In kids and adolescents, the food habits and preferences are mediated by the parents in following ways:
➢ Parents actively make food choices for the family.
➢ Parents serve as the model for dietary choices.
Now, lack of right knowledge about nutrition in the parents is one of the biggest challenges in the field of adolescent nutrition (and this was the only driving force for INFS to collect and document the data on this topic). There is a lack of availability of enough quality data.
The second risk factor is the limited control of kid’s food choices with adolescent’s increasing independence around food and lifestyle factors. It has been observed adolescents when allowed to freely make food choices, they tend to opt for food of poor nutritional value. Therefore, autonomy is a risk factor for poor nutrition.
Now, once we have identified the major challenges, let’s understand how to inculcate positive eating behaviors in them.
What not to do?
Being overly restrictive: It has been observed that excessive restriction can increase the preference and consumption of the “restricted” food items at the instance of their availability. Over-restriction doesn’t produce the ability to self-evaluate and regulate the diet. Thus, in the long term, this technique fails to produce any positive change in the eating patterns.
Using food as a reward: Pressurising a child to opt for healthy foods, by using bribes orr rewards consisting of otherwise restricted food items, likewise appears to be counter-productive. As per one study, rewarding for consuming healthy food items may actually result in the decreased preference for those foods.
What exactly to do?
Be the change you wish to see: “Do as I do” approach was found to have a stronger effect on adolescent’s relationship with food than “Do what I say” approach. For example, as per one study [4], children’s intake of fruits and vegetables increased after observing adults consuming the same food. Thus, depending on their eating habits, parents can serve as positive or negative role models.

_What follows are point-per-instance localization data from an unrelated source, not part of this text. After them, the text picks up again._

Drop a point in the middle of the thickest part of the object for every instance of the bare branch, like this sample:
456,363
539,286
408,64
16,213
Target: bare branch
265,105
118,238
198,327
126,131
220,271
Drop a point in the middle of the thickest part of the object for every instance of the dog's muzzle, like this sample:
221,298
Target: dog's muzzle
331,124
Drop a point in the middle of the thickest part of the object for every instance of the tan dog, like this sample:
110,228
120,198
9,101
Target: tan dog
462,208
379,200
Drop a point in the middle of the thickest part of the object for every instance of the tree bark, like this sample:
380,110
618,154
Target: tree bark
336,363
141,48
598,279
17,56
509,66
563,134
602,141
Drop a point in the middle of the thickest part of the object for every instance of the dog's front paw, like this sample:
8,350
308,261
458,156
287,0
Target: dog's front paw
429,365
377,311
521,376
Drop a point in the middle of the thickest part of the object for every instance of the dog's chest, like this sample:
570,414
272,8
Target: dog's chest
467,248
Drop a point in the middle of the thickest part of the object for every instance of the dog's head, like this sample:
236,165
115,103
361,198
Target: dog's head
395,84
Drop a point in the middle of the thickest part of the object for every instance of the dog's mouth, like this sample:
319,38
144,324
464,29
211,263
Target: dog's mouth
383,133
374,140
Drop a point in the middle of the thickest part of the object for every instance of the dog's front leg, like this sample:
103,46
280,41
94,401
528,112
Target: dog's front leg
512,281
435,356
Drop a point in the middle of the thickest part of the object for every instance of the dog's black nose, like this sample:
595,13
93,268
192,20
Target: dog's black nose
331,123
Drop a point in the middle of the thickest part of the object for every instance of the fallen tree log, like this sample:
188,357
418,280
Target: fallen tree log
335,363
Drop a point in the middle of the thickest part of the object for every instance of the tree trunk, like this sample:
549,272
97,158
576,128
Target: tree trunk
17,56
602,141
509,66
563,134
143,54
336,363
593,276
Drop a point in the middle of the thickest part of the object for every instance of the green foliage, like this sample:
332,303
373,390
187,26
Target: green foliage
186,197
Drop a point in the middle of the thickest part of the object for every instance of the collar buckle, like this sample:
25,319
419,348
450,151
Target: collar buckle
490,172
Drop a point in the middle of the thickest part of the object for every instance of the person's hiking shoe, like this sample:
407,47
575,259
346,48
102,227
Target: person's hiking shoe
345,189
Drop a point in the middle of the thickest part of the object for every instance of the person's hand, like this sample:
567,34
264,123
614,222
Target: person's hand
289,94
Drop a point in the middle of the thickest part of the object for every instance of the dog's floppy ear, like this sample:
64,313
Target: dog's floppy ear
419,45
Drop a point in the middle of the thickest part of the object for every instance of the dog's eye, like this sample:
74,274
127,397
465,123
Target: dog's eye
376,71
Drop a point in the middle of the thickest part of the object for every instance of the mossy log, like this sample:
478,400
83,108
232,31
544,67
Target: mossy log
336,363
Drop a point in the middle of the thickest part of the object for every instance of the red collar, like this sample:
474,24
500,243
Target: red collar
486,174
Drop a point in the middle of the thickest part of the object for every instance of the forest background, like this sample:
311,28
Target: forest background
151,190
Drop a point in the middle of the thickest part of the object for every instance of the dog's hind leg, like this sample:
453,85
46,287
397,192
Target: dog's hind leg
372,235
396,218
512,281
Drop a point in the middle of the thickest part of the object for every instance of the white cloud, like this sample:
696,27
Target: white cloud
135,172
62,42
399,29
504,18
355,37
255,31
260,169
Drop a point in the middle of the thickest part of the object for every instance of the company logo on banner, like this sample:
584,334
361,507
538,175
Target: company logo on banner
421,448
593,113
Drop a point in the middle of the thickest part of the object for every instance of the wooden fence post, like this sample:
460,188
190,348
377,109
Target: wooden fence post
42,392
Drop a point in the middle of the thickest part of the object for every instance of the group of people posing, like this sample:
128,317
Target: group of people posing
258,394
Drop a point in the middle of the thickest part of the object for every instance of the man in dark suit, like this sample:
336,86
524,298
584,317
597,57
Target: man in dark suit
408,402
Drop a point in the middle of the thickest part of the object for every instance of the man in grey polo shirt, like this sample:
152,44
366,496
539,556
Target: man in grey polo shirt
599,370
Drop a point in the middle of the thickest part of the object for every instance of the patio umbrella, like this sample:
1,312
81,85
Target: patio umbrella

Nutritional independence: Guide and support your child as he/she makes independent food selections

Conclusion:
It was found that environmental, cognitive and behavioral factors act together to influence adolescent’s dietary conduct. Kids don’t naturally select the right food. Parents can have a strong influence on the food selection. However, authoritarian style of feeding, by restricting certain food items and pressuring them to eat healthy food, may actually promote negative behavior and may also increase the preference for the unhealthy food options. There is a consistent evidence that shaping the child’s eating behavior, rather than enforcing, has a stronger positive effect on the children’s consumption patterns.

References:
1. Birch, L., Savage, J. S., & Ventura, A. (2007). Influences on the development of children’s eating behaviours: from infancy to adolescence. Canadian journal of dietetic practice and research: a publication of Dietitians of Canada= Revue canadienne de la pratique et de la recherche en dietetique: une publication des Dietetistes du Canada, 68(1), s1.
2. Bandura, A. (2004). Health promotion by social cognitive means. Health education & behavior, 31(2), 143-164.
3. Klesges, R. C., Stein, R. J., Eck, L. H., Isbell, T. R., & Klesges, L. M. (1991). Parental influence on food selection in young children and its relationships to childhood obesity. The American journal of clinical nutrition, 53(4), 859-864.
4. Young, E. M., Fors, S. W., & Hayes, D. M. (2004). Associations between perceived parent behaviors and middle school student fruit and vegetable consumption. Journal of nutrition education and behavior, 36(1), 2-12.
5. Scaglioni, S., Salvioni, M., & Galimberti, C. (2008). Influence of parental attitudes in the development of children eating behavior. British Journal of Nutrition, 99(S1), S22-S25.
6. Neumark-Sztainer, D., Story, M., Perry, C., & Casey, M. A. (1999). Factors influencing food choices of adolescents: findings from focus-group discussions with adolescents. Journal of the American dietetic association, 99(8), 929-937.